In "The Mythical Man-Month", Fred Brooks posited what has come to be known as "Brooks' Law": adding resources to a late project simply makes it later.  The reasoning is that the existing team now has to stop much of what it was doing to explain what is going on to the newbies rather than getting on with the actions that they already know they need to take.

The Affordable Care Act (better known as Obamacare) website project has recently undertaken what it calls a "surge" -- somewhat ironic, considering Obama's opposition to the surges in Iraq and Afghanistan -- to correct the problems in the ACA healthcare website and enrollment process.

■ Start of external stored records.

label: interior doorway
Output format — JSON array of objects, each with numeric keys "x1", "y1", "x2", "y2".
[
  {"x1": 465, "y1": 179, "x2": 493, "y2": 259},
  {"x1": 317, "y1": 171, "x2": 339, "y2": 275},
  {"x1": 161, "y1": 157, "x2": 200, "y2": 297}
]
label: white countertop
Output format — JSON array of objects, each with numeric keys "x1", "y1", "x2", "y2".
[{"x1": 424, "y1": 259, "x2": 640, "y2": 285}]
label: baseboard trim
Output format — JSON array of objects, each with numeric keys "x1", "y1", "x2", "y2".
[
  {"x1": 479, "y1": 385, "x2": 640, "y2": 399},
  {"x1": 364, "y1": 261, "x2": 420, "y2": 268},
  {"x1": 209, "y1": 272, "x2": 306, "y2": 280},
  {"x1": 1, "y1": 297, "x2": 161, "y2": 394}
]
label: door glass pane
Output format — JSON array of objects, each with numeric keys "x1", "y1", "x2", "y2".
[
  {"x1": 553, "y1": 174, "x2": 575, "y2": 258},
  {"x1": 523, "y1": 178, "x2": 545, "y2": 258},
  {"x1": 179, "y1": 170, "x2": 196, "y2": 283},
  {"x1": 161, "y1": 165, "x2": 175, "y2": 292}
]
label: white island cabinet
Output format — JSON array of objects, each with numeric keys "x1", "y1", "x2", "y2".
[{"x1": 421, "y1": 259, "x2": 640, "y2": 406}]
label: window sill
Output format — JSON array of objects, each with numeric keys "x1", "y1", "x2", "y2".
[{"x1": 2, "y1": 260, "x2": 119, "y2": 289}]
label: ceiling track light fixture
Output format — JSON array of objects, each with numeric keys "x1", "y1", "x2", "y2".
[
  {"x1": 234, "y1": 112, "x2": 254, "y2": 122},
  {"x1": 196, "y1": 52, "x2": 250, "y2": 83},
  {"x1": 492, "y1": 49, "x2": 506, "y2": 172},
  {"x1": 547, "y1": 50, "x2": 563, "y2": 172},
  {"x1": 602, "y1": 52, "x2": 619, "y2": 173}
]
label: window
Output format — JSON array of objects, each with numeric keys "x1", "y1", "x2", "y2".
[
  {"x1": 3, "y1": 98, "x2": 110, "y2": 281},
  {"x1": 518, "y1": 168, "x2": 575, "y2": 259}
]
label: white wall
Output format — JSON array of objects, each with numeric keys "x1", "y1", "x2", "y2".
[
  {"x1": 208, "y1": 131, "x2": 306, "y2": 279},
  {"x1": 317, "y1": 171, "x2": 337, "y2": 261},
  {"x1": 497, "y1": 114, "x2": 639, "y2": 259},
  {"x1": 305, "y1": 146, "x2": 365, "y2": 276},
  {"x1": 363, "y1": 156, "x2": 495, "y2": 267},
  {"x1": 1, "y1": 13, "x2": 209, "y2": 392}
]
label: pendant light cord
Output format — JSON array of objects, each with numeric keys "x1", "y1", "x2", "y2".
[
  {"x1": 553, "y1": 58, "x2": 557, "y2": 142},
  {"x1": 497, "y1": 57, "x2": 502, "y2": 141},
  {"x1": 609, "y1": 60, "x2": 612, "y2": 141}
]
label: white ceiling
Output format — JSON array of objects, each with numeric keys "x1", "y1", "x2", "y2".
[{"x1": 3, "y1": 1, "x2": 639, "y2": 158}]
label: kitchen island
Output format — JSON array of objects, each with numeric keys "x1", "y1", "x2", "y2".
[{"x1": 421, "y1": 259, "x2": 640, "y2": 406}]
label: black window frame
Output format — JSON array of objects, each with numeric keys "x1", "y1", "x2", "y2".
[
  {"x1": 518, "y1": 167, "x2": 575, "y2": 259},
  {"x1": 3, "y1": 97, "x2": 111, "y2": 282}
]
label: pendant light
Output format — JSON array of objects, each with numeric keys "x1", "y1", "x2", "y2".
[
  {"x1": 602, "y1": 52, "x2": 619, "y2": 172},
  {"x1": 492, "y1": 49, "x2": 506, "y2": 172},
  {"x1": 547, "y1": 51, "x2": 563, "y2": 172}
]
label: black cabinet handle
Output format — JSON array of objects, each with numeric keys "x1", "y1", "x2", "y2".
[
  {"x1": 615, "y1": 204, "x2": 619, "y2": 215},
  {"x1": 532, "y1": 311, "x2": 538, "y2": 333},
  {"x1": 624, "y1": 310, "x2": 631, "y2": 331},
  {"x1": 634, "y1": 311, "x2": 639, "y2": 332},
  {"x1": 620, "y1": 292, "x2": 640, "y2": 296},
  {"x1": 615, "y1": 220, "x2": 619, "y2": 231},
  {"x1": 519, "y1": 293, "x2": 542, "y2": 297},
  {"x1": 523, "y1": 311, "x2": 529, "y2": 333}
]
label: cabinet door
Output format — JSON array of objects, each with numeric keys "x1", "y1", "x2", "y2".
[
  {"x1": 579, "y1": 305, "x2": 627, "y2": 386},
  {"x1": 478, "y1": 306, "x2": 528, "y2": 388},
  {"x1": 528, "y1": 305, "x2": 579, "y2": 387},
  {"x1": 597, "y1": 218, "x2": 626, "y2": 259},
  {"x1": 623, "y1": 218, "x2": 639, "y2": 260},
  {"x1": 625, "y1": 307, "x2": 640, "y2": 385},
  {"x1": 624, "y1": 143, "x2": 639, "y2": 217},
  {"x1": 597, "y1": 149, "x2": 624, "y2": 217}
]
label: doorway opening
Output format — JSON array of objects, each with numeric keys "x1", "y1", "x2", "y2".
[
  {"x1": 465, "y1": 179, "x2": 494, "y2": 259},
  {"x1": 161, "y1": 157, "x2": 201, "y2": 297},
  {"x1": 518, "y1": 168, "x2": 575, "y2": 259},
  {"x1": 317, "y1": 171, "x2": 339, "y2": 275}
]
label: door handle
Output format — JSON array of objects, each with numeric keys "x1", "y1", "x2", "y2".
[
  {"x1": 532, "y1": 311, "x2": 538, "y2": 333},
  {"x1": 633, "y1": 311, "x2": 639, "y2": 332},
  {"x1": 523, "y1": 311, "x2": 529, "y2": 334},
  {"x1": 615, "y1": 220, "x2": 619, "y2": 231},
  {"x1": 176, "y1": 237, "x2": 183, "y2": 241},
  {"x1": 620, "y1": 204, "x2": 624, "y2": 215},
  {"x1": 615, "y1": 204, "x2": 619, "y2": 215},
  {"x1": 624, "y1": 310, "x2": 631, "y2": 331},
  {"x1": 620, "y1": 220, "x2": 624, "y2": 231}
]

At first sight this would appear to be an interesting and very public case study in whether Brooks' Law can be overcome. But Brooks' Law talks about technical resources, and it does not appear that the repair concept is about adding any significant numbers of contractors (i.e. developers or testers).  On the contrary, the contractors (in a display that was certainly unique in my experience) threw their contract-holders under the bus and claimed that the only resource lacking was project management skills on the part of the government.  Indeed, the primary change appears to have been the assignment of OMB Deputy Director Jeff Zients to give the matter his attention.  At least he has evidently taken one of the elementary steps of project management, which is to hold a review to determine what the plan actually is, what the status is, and what the issues are.  Elementary, perhaps, but we are to gather that this is concept is entirely novel for this program.

So it would seem that HHS and OMB have developed an extension to Brooks' Law - we can call it the Zients Law:  "while the addition of resources could delay a project, bringing a project manager on board may well be a necessary condition of getting a project back under control."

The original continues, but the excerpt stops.